Improving Machine Learning Performance with CPUs Amid GPU Shortages
Written on
Training AI Models on CPUs
Reassessing the Role of CPUs in Machine Learning During GPU Shortages
The recent advancements in AI are frequently linked to the rise and development of GPUs. Their architecture, which usually incorporates thousands of parallel processors, high-speed memory, and specialized tensor cores, is particularly adept at handling the demanding requirements of AI and machine learning tasks. However, the explosive growth in AI research has led to an increased demand for GPUs, making them hard to acquire. Consequently, machine learning practitioners are now investigating alternative hardware solutions for training and deploying their models. Previous discussions have highlighted dedicated AI ASICs like Google Cloud TPU, Haban Gaudi, and AWS Trainium as potential substitutes. While these alternatives can significantly reduce costs, they may not be suitable for all ML models and can also face availability issues similar to GPUs. In this article, we turn our attention back to the traditional CPU and assess its relevance in ML applications. Although CPUs are typically less efficient for ML tasks compared to GPUs, their accessibility can greatly enhance development productivity.
In earlier discussions, we underscored the necessity of analyzing and optimizing the runtime performance of AI/ML workloads to speed up development and reduce costs. This remains essential across all computing platforms, although the profiling tools and optimization strategies can differ significantly. In this article, we will explore performance optimization strategies specifically for CPUs, concentrating on Intel® Xeon® CPU processors (utilizing Intel® AVX-512) and the PyTorch (version 2.4) framework, although similar techniques can be applied to various CPUs and frameworks. Our experiments will be conducted on an Amazon EC2 c7i instance using an AWS Deep Learning AMI. Please consider our selection of cloud platform, CPU version, ML framework, or any other mentioned tools and libraries as a non-endorsement of their alternatives.

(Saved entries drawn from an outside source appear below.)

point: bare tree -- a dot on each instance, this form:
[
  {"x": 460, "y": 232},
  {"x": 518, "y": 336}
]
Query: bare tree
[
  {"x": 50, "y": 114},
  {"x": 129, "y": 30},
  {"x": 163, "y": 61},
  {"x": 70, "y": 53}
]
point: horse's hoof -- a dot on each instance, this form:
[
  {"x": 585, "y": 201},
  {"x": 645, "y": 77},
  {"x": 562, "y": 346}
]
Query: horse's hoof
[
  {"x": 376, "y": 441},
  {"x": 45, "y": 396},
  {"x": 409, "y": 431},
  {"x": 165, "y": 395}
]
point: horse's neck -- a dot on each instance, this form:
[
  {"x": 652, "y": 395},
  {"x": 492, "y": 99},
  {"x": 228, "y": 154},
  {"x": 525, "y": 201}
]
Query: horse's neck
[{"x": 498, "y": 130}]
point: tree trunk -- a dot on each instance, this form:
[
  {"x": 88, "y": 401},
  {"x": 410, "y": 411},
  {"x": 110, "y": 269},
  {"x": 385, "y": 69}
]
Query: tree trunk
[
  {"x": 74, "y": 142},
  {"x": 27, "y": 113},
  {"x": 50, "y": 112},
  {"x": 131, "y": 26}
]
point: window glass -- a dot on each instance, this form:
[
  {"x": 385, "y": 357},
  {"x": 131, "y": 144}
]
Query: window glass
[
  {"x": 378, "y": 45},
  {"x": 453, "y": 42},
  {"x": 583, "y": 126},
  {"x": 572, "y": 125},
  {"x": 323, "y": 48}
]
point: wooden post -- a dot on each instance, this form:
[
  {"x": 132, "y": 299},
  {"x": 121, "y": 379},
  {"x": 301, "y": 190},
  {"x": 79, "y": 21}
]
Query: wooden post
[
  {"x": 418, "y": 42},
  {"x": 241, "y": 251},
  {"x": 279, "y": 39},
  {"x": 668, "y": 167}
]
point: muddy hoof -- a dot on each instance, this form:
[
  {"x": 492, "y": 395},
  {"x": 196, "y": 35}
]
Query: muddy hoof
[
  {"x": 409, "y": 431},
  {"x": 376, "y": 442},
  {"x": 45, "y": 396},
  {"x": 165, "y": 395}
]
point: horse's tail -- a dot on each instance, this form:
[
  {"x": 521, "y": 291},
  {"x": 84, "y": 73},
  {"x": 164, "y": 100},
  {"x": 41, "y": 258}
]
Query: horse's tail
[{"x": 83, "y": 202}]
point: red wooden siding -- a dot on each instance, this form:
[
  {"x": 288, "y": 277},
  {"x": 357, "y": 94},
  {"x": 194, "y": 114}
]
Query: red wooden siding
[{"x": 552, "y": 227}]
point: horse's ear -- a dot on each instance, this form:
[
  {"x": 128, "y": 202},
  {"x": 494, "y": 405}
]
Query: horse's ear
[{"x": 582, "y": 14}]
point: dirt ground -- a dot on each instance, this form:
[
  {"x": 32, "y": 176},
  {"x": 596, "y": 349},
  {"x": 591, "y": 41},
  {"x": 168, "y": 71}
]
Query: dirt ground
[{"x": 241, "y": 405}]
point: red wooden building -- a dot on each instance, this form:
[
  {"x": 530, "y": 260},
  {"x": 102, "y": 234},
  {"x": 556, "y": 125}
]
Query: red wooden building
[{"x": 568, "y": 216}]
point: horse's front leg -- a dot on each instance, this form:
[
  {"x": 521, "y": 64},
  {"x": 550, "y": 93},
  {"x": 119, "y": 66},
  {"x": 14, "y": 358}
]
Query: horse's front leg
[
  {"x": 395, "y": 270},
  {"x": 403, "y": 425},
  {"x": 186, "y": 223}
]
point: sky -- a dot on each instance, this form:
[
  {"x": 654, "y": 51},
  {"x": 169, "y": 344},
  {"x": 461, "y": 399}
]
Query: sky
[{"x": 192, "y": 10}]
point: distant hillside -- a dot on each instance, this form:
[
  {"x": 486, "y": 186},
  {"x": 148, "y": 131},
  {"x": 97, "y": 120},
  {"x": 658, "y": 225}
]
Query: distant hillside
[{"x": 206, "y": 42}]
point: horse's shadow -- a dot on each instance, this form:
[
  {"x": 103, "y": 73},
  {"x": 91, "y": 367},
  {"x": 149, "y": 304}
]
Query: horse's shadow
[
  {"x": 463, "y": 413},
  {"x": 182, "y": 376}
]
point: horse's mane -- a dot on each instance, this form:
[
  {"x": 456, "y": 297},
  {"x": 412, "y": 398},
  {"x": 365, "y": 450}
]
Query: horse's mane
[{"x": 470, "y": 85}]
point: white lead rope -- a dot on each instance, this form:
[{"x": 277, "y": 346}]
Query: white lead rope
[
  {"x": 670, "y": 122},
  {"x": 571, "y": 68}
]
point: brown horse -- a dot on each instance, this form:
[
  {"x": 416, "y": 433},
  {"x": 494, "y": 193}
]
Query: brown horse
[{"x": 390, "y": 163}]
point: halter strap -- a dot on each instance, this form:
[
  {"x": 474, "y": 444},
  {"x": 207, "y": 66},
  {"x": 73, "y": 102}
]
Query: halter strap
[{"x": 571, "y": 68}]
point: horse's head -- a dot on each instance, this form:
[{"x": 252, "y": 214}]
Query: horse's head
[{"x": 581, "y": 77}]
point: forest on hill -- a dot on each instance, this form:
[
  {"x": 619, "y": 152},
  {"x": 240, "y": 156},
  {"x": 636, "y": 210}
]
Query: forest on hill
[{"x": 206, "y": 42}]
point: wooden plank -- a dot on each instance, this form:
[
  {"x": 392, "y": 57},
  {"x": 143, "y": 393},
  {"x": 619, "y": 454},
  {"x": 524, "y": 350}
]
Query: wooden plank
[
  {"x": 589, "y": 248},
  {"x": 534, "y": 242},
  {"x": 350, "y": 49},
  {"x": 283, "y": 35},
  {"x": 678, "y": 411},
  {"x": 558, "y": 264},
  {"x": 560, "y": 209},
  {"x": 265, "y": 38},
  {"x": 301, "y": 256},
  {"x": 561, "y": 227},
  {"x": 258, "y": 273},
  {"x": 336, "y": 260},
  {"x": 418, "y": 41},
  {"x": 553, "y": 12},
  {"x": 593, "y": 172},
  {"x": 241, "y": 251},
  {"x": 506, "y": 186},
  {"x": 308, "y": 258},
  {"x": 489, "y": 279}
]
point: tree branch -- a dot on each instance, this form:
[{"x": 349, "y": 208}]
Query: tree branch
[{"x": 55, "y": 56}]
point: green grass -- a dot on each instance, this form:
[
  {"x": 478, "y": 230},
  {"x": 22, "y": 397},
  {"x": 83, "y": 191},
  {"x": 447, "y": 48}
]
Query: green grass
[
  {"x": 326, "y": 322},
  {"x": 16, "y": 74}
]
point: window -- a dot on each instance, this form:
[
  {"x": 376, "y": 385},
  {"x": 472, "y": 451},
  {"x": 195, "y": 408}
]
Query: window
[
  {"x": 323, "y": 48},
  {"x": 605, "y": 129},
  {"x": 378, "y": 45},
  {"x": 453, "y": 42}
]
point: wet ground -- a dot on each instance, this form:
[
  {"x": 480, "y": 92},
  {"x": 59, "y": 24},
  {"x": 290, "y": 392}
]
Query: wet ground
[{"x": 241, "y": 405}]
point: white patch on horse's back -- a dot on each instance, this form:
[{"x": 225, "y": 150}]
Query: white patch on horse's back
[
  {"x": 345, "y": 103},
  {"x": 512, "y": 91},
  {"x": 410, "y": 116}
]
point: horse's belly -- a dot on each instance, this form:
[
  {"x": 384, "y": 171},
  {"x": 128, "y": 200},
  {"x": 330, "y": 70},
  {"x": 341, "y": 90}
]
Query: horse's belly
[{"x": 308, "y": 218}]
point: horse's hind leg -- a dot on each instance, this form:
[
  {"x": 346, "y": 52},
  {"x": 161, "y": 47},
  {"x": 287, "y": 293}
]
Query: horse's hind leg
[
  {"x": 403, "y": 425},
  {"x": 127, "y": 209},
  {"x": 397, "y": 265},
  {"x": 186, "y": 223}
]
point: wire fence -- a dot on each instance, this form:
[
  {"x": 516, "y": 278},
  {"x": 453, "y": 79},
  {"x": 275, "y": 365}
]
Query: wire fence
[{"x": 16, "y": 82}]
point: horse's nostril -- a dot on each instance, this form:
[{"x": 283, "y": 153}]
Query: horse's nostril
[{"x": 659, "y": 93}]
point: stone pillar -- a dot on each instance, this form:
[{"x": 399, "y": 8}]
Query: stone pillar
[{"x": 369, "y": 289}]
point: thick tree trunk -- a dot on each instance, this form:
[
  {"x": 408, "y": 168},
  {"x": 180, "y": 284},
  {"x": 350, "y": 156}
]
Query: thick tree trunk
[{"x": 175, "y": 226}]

Our aim is to illustrate that while CPU-based ML development might not be the first option, there are strategies available to "soften the blow" and, in certain cases, make it a viable choice.
Disclaimers
This article aims to showcase a few ML optimization opportunities available on CPUs. Unlike the majority of online tutorials focusing on CPU optimization for inference, we will concentrate on training workloads. Numerous optimization tools are specifically designed for inference that will not be addressed here.
This article should not be seen as a substitute for the official documentation of any tools or techniques mentioned. Given the rapid evolution of AI/ML, some content, libraries, and/or instructions may become outdated by the time of your reading. Please refer to the latest documentation available.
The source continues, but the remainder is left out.